Comment 6 Mark Pearson 2024-03-04 13:55:18 UTC
As a note, I reproduced this on my system. Easy repro is to suspend, unplug from power, and resume. 
Using this I narrowed it down to breaking between 6.4 and 6.5-rc1. Did a bisect and it looks like this commit is causing the issue:
https://github.com/torvalds/linux/commit/b5539eb5ee70257520e40bb636a295217c329a50

I'm working with AMD on determining best next steps - but for now this is looking like a kernel regression issue.

Mark

Comment 7 Kamil Páral 2024-07-30 12:40:59 UTC
I've fully updated my ThinkPad P16v [1] and used kernel-6.10.1-200.fc40, and the issue is now different. I can no longer use "suspend, unplug from power, and resume" reproducer, because any time I connect or disconnect AC power during suspend, the laptop immediately resumes. Which is quite annoying (breaks the "close laptop, unplug, put it into your bag" workflow), but also precludes testing any fix for this. The issue might or might not still be there, but with the current behavior, I can't tell.

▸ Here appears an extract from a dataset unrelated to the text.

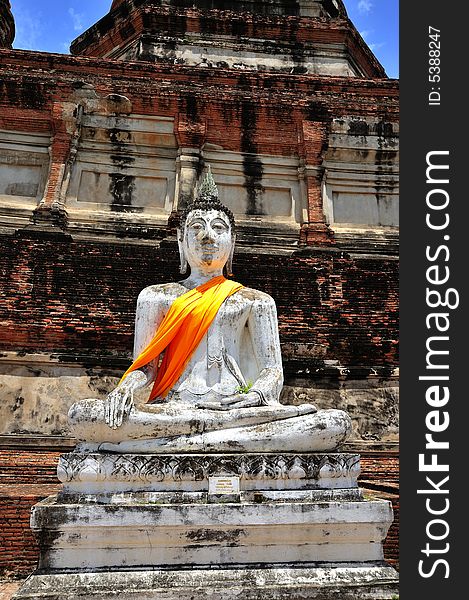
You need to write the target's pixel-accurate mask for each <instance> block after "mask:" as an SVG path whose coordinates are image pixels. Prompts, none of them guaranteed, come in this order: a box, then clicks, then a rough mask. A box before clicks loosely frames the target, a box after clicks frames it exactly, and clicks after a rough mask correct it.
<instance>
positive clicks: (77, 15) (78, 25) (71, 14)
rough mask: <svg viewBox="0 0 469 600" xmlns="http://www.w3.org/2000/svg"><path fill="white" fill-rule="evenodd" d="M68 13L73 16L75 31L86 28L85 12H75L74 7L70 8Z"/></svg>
mask: <svg viewBox="0 0 469 600" xmlns="http://www.w3.org/2000/svg"><path fill="white" fill-rule="evenodd" d="M68 14H69V15H70V16H71V17H72V22H73V29H74V30H75V31H83V30H84V29H85V26H84V25H83V17H84V14H83V13H77V12H75V9H74V8H73V7H72V8H69V9H68Z"/></svg>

[1] System Firmware 0.1.52

Comment 8 Kamil Páral 2024-07-31 08:25:17 UTC
(In reply to Kamil Páral from comment #7)
> I can no longer use "suspend, unplug from power,
> and resume" reproducer, because any time I connect or disconnect AC power
> during suspend, the laptop immediately resumes.

I've reported this problem separately as bug 2301921.

Comment 9 Kamil Páral 2024-09-24 02:03:18 UTC
Now that bug 2301921 was resolved, I was able to re-test this. Unfortunately this is still an issue, exactly the same symptoms, exactly the same reproducer (see comment 6). Tested on Fedora 41 with kernel-6.11.0-63.fc41.